На месте Тенмара Ревинтер убил бы врага, не колеблясь. Но на своем отчаянно надеялся на пощаду. На то, что старший сын герцога-дракона похож на отца лишь внешне. На отца в его двадцать семь — двадцать восемь лет. В те годы молодой Ральф был особенно жесток и беспощаден.

Если нужно — Бертольд добьется помилования хоть для всех эвитанских мятежников. Так же легко, как прежде — смертного приговора.

А когда прощение будет — можно действовать через Патриарший Престол. Молить Его Святейшество о милосердии. Через Патриарха предлагать Квирине выкуп.

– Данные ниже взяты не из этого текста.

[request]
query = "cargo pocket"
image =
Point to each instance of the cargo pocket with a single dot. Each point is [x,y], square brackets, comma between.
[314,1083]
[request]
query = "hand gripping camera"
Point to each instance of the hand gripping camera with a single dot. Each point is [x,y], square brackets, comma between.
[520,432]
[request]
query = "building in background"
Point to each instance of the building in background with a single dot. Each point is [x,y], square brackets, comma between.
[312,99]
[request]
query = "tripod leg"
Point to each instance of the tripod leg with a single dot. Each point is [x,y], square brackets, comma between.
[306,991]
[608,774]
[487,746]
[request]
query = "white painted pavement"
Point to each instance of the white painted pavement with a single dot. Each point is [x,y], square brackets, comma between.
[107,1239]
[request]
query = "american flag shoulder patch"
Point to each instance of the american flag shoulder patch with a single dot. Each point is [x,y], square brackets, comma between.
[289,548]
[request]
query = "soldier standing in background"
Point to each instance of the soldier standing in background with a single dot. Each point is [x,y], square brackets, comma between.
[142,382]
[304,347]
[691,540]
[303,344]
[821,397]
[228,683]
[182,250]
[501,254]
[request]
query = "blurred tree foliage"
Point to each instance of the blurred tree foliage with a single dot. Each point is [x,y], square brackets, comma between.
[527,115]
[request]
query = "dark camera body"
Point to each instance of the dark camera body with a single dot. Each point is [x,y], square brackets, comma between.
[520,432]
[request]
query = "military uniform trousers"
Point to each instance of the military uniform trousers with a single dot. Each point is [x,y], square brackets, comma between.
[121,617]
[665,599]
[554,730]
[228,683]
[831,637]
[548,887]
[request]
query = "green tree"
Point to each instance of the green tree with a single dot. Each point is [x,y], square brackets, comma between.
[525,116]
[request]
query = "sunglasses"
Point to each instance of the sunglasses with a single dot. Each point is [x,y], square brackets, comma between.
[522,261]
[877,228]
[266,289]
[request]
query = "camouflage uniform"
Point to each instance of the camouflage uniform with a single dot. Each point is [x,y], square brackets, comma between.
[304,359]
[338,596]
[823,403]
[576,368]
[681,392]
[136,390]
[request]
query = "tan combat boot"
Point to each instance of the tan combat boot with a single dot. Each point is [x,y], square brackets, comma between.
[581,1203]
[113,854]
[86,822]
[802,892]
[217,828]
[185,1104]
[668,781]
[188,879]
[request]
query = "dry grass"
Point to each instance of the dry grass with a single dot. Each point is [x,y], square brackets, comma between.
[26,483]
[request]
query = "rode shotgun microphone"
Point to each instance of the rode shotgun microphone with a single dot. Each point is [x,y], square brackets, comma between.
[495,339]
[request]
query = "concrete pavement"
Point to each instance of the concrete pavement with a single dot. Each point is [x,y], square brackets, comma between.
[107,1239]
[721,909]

Или воспользоваться победами Всеслава. С паршивой овцы хоть шерсти клок! Можно потребовать вернуть благородных дворян Эвитана домой бесплатно.

Да и чем они опасны? Без армии и сторонников? А таковых у них за два года поубавилось сильно. Большинство понимает — худой мир лучше доброй ссоры.

Поймут и эти. А для особо несговорчивых есть яд и кинжалы наемных убийц.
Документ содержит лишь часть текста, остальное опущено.